Hollywood ve Gazze
Savaş, sadece meydanlarda kazanılmaz, masada kaybedilen savaşlar da az değildir. Günümüzde ise savaşı kaybettiği halde dünyanın gözünde kazanım sahibi olduğunu zihinlere kazımaya çalışan gayretlerin başında, “sinema sektörü” gelir.
Afganistan’dan kaçan ABD’nin “Rambo” filimleriyle dünyayı aldatan girişimlerinin adı sinemadır. Afrika’nın Sierra Leone devletinde yaşanan ve iki buçuk milyon insanın mülteci konumuna düşmesindeki gerçeğin filmlere yansıyan yüzü, yine bu düşüncenin ürünü oldu. Vietnam savaşını kaybeden ABD’nin savaşı kazanmış görüntüsü, Hollywood filmlerinin üstünlüğü ile ölçüldü. Hollywood, sektörel olarak ABD’nin savunma sanayisinin görüntü savaşını yapan en önemli unsurudur.
Bu sinema savaşından en az ABD kadar faydalanan ve yüz yıldır mağduriyet rolünü fazlasıyla abartan bir diğer yaklaşım “Holokost” filmleriyle, Yahudilerdir. Bu işe en çok Hollywood bilerek ve isteyerek alet oldu. Öyle ki bu tip filmler hemen ödüllendiriliyor ve yapımcısına hala kazandırıyor. İster gerçek bir hikâyeden esinlensin ister aslı astarı olmayan bir senaryosu üzerine çekilsin fark etmez, mutlaka ödülle taltif edilir ya da finansman bulurdu Siyonist sermayeden. Bu ortam baskısıyla yapımcılar, adeta zorba bir şekilde bu filmleri çekmeye zorlandılar.
Holokost kelimesi bu işe isim olurken anlamı da ruhuna uygun olarak kullanıldı. Kelime “tamamen yakılmış, yanıp kül olmuş” anlamına geliyormuş. Fırında yakılma hikâyelerinin yansıması olsa gerek.

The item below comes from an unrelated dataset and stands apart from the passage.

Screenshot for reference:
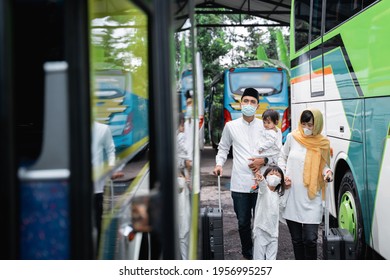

Bu yöndeki filmler, yakın zamanda Gazze için de yapılacaktır. İhtimal mağduriyet konuları işlenecek ve yaptıkları soykırım ve katliamların üzerini yine mağduriyet filmleriyle örteceklerdir. Baksanıza ABD sözcüsü hiç utanmadan Gazze’de bir sivilin bile öldürülmediğini dile getirebiliyor. Öldürülen on binlerce masum çocuk ve kadın görüntüleri ortada olduğu halde.
Tam da işin bu noktasında acaba holokostun Gazze’deki mazlumlara uygulandığı gerçeğini kim örtebilir ki? Madem anlamı yakılmış ve yanıp kül olmuş ise acaba Gazze’de bundan başka ne oldu ki? Fırınlarda yakılanların iddia olduğu bir söylemde evlerinde/binalarda havaya uçurulan Gazze’liler neyin nesi ola ki? Toplama kamplarıyla edebiyat yapan bu dünün sözde mağduru bugünün ise zalimi; Gazze’de, Refah’ta milyonlarla ifade edilen muhacirleri nereye konumlandırıyor?
Adeta açık bir hapishane yani toplama kampı olan bir Filistin’den bahsediyoruz. Bu kampın zalimi bir zamanlar mazlum olduğunu filmlerle dünyanın gözüne sokan bir zalim. Bugünün zalimi… Yarın dünyanın gözünde artık bir mağduriyet edebiyatı yapmanın sana kazandıracağı bir şey olmaz. Yüz yıl boyunca sinema ve medya yoluyla mağduru oynayan Siyonistlerin gerçek yüzünü böylelikle dünya tanıdı. Bu soykırım bittiğinde de hak ettikleri muameleyi göreceklerinden kuşku duymuyor ve içtenlikle buna inanıyorum. Allah, adaletle hükmeder. İnsanlar ise zulmeder.